The Entombment

The Entombment
Arthello Beck, Jr. (1941–2004)
Acrylic and fabric on canvas
Gift to Perkins School of Theology by the Perkins Student Council, 1969–70
Reconferred to Perkins by Theodore Walker, Jr.,
Associate Professor of Ethics and Society
1985.001

Dallas artist Arthello Beck’s The Entombment is one part of a triptych. The remaining two panels are in the collection of the Interdenominational Theological Center, Atlanta, which acquired a number of Beck’s paintings in 1985 and where Beck served as artist-in-residence 1992–93. Although his formal education was limited to Lincoln High School, having graduated in 1959, Beck spent hours as a reticent young man poring over art books in the Dallas Public Library. He taught himself to oil paint in the early 1960s, and also committed himself to watercolor, charcoal, pencil, pen and ink, and photography. Noted for his portrayal of events related to the American civil rights movement, Beck’s subject affinities ranged from biblical characters, to children at play, to life in the Black community of the American South.
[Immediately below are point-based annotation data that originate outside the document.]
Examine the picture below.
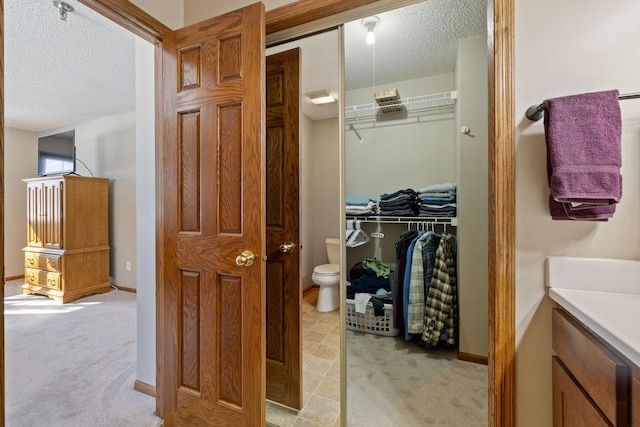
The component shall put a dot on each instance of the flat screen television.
(57, 154)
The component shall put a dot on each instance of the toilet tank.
(333, 250)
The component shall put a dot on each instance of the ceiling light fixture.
(63, 8)
(370, 23)
(321, 97)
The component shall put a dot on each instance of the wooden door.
(284, 350)
(211, 299)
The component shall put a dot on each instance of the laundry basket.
(368, 322)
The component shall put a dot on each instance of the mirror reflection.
(317, 164)
(416, 226)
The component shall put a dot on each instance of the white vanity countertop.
(602, 294)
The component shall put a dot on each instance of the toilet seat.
(327, 270)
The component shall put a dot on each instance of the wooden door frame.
(501, 245)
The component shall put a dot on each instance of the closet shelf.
(417, 106)
(453, 221)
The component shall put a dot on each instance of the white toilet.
(327, 276)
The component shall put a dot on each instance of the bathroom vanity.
(596, 341)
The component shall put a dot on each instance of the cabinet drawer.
(42, 261)
(42, 278)
(600, 373)
(635, 398)
(571, 407)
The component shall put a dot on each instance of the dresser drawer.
(42, 278)
(601, 374)
(571, 407)
(42, 261)
(635, 398)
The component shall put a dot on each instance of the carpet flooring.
(74, 364)
(399, 383)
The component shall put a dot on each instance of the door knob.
(286, 247)
(245, 258)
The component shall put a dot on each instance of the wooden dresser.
(67, 252)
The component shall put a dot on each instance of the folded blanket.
(583, 134)
(358, 201)
(445, 186)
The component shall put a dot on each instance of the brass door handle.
(245, 258)
(286, 247)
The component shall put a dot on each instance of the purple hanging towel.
(583, 134)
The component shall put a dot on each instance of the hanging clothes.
(397, 282)
(407, 280)
(441, 305)
(421, 267)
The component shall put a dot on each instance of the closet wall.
(413, 154)
(397, 154)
He exhibited widely, and in 1972 opened the Arthello Beck Gallery in the Oak Cliff community of Dallas, which for decades served as an influential center for Black arts in the region.

Beck’s most prominent work was realized after his death, Cypress Trees, from a memory of Caddo Lake, which stretches across a twenty-foot diameter and is embedded in the terrazzo floor of the Dallas Fort Worth Airport International Terminal.